The head of London’s Metropolitan Police force has defended the organization’s ongoing trials of automated facial recognition systems, despite legal challenges and criticisms that the technology is “almost entirely inaccurate.”
According to a report from The Register, UK Metropolitan Police commissioner Cressida Dick said on Wednesday that she did not expect the technology to lead to “lots of arrests,” but argued that the public “expect[s]” law enforcement to test such cutting-edge systems.
The Met’s use of automated facial recognition technology (AFR) is controversial. The London force is one of several in the UK trialling the technology, which is deployed at public events like concerts, festivals, and soccer matches. Mobile CCTV cameras are used to scan crowds, and tries to match images of faces to mugshots of wanted individuals.
But while facial recognition performs well in controlled environments (like photos taken at borders), they struggle to identify faces in the wild. According to data released under the UK’s Freedom of Information laws, the Metropolitan’s AFR system has a 98 percent false positive rate — meaning that 98 percent of the “matches” it makes are of innocent people.

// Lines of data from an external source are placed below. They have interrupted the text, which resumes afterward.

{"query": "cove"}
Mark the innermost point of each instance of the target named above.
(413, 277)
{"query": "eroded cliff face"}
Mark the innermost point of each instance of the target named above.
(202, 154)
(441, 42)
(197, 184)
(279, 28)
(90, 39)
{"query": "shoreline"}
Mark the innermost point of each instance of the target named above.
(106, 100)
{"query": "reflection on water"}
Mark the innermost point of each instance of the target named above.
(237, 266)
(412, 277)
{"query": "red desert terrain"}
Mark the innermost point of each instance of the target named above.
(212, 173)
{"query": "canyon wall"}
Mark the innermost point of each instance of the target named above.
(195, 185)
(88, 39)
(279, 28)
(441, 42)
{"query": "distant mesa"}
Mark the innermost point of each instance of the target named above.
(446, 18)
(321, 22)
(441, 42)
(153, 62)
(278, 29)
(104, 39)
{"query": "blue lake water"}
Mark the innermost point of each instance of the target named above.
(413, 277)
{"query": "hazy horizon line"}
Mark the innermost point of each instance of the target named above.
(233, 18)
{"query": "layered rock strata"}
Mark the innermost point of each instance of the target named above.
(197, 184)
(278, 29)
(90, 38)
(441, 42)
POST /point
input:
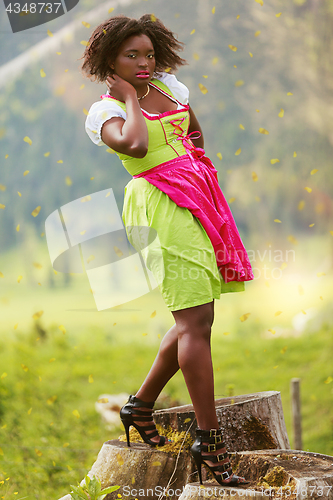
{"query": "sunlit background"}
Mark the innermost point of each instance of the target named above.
(260, 76)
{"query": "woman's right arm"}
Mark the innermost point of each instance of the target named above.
(130, 136)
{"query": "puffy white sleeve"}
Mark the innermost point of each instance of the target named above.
(99, 113)
(179, 90)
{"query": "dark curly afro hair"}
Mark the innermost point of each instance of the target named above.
(105, 42)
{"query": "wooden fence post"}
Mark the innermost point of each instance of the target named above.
(296, 412)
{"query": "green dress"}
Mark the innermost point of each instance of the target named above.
(190, 275)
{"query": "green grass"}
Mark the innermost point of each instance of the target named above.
(45, 447)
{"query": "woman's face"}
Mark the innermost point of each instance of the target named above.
(135, 61)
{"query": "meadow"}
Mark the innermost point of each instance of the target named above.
(58, 354)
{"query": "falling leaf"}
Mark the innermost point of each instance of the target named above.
(203, 89)
(38, 314)
(292, 239)
(35, 212)
(28, 140)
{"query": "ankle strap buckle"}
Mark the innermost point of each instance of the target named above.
(211, 447)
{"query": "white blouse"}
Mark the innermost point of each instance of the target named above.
(104, 110)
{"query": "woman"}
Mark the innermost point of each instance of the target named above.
(146, 119)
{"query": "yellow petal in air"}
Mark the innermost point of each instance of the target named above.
(38, 314)
(35, 212)
(203, 88)
(244, 317)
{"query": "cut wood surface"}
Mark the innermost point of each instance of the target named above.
(249, 422)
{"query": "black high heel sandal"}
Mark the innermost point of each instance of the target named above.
(127, 418)
(213, 438)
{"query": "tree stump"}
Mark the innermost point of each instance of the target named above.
(250, 422)
(274, 474)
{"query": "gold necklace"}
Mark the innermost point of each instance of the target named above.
(145, 95)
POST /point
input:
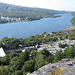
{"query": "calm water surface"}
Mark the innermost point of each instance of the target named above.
(25, 29)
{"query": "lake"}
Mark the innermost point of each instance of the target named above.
(26, 29)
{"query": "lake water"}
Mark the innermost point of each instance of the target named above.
(26, 29)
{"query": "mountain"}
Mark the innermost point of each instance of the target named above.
(23, 12)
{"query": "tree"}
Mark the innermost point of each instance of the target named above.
(28, 66)
(58, 56)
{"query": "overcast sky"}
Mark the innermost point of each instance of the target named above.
(68, 5)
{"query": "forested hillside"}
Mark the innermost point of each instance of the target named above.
(73, 20)
(26, 12)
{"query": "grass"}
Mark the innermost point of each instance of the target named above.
(58, 71)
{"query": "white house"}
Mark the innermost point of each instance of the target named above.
(2, 53)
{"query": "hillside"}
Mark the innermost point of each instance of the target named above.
(63, 67)
(73, 19)
(26, 12)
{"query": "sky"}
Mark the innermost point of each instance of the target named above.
(67, 5)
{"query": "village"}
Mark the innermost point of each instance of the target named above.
(52, 47)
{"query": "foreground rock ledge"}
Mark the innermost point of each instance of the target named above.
(63, 67)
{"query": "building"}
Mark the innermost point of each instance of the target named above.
(2, 53)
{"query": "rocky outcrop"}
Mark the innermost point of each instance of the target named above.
(63, 67)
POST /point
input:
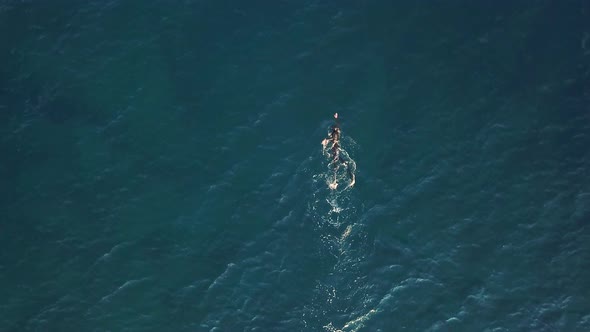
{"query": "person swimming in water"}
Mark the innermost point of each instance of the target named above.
(338, 157)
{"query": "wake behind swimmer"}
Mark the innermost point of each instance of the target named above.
(339, 158)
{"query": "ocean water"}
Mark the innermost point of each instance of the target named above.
(161, 166)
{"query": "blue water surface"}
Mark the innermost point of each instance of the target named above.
(161, 166)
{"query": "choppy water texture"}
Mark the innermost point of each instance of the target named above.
(161, 166)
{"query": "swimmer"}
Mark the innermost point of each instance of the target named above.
(331, 147)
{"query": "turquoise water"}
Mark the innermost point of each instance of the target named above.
(162, 169)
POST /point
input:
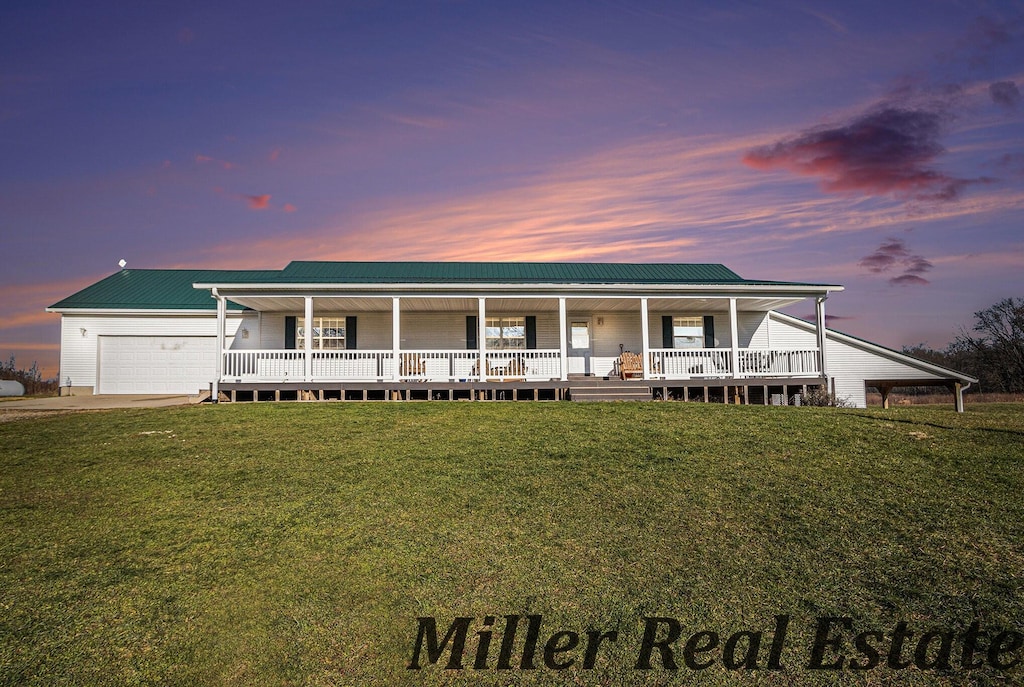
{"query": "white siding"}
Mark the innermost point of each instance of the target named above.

Of the two correct matches the Met’s technology has made to date, there have been zero arrests. One match was for an individual on an out-of-date watch list; the other for a person with mental health issues who frequently contacts public figures, but is not a criminal and not wanted for arrest. The Met says that AFR systems are constantly monitored by police officers, and that no individuals have been arrested because of a false match.

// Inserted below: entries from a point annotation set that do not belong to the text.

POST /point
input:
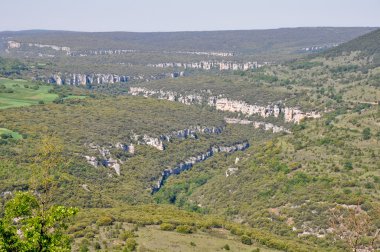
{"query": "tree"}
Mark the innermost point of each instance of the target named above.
(366, 133)
(30, 221)
(352, 225)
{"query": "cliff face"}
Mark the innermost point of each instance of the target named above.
(293, 115)
(77, 79)
(208, 65)
(106, 159)
(257, 125)
(167, 95)
(190, 162)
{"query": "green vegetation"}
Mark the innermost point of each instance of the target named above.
(7, 134)
(286, 192)
(23, 93)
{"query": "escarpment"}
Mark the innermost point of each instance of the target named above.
(191, 161)
(106, 159)
(290, 114)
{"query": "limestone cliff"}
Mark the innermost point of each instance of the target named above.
(190, 162)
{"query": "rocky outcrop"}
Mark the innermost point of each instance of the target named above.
(13, 44)
(167, 95)
(84, 53)
(208, 65)
(106, 159)
(292, 115)
(230, 171)
(77, 79)
(220, 54)
(295, 115)
(191, 132)
(84, 79)
(263, 125)
(190, 162)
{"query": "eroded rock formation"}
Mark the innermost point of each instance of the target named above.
(292, 115)
(190, 162)
(263, 125)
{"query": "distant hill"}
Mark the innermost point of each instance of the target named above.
(368, 43)
(273, 42)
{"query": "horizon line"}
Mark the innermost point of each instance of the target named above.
(216, 30)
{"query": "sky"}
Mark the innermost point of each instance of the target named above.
(184, 15)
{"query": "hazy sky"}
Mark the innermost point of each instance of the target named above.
(180, 15)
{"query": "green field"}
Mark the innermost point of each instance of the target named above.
(14, 135)
(24, 93)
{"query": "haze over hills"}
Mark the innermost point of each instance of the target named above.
(199, 141)
(251, 42)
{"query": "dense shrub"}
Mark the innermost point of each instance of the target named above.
(167, 227)
(105, 221)
(245, 239)
(184, 229)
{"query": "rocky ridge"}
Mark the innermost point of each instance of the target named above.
(292, 115)
(208, 65)
(257, 125)
(190, 162)
(78, 79)
(107, 160)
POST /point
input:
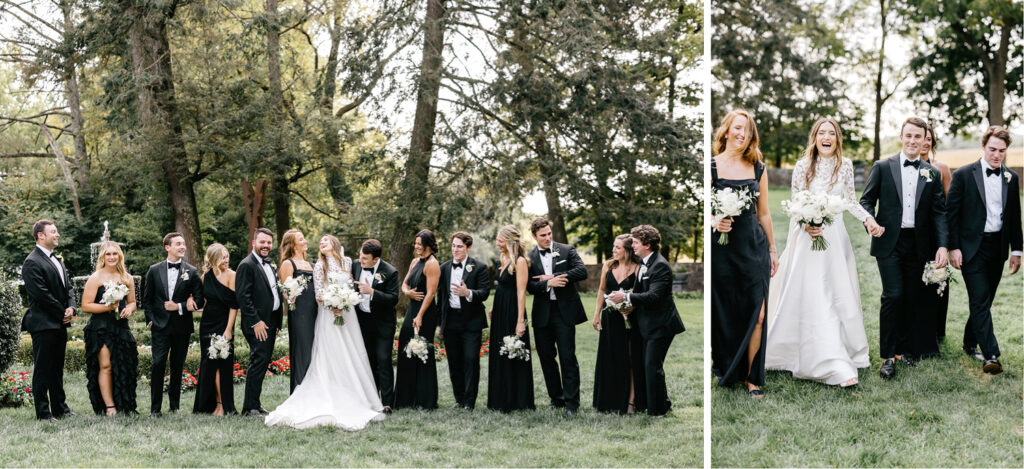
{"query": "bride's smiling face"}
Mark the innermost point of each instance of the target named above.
(825, 139)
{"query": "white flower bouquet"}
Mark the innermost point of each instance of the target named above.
(938, 276)
(514, 347)
(220, 347)
(114, 292)
(815, 210)
(418, 346)
(728, 203)
(293, 287)
(339, 296)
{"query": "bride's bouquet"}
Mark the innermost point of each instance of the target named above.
(339, 296)
(816, 210)
(114, 292)
(293, 287)
(514, 347)
(619, 307)
(728, 203)
(939, 276)
(220, 347)
(418, 346)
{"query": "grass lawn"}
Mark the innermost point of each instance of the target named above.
(945, 414)
(407, 438)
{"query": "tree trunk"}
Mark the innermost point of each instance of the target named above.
(418, 164)
(151, 56)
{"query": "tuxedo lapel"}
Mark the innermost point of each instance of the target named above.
(979, 178)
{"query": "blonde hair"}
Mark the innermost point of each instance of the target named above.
(337, 252)
(214, 254)
(751, 152)
(811, 152)
(513, 245)
(120, 267)
(287, 247)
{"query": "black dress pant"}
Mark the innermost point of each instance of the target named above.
(463, 348)
(558, 337)
(654, 349)
(379, 347)
(981, 276)
(175, 346)
(900, 272)
(259, 361)
(47, 374)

Despite this, Big Brother Watch, the organization that requested the UK data, warns that facial recognition technology is being deployed without proper scrutiny or public debate. The non-profit says automated facial recognition risks turning any and all public spaces into biometric check points, and that the technology could have a chilling effect on free society, with individuals scared to join protests for fear of being misidentified and arrested.

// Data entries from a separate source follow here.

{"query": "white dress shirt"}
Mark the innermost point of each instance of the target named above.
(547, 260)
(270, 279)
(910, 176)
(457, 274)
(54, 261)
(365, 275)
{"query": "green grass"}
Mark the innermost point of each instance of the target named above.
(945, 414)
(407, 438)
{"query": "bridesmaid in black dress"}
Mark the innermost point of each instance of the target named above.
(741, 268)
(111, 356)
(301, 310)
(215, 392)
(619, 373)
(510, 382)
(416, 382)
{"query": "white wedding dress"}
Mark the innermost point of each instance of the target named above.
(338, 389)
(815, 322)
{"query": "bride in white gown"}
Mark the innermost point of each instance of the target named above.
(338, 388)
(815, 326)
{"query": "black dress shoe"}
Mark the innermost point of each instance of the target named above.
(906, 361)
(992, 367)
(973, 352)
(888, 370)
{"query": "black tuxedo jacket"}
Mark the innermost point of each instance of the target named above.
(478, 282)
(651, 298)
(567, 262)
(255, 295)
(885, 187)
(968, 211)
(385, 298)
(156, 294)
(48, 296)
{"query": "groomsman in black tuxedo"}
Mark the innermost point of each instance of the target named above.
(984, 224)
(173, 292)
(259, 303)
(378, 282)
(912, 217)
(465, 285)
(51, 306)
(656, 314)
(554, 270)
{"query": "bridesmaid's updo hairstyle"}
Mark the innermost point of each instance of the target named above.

Similar fears are being voiced in the US, where easy-to-use facial recognition tech like Amazon’s Rekognition system is being marketed and sold to law enforcement agencies around the country. A recent report on the topic from advocacy group the EFF said “face recognition is poised to become one of the most pervasive surveillance technologies.”
In the UK, there are two legal challenges underway questioning whether facial recognition technology undermines human rights to privacy and free expression. As The Register reports, when commissioner Dick was asked about this at a hearing this week, she replied that she was “completely comfortable” with the technology’s use, and that the Met’s lawyers were “all over it and have been from the beginning.”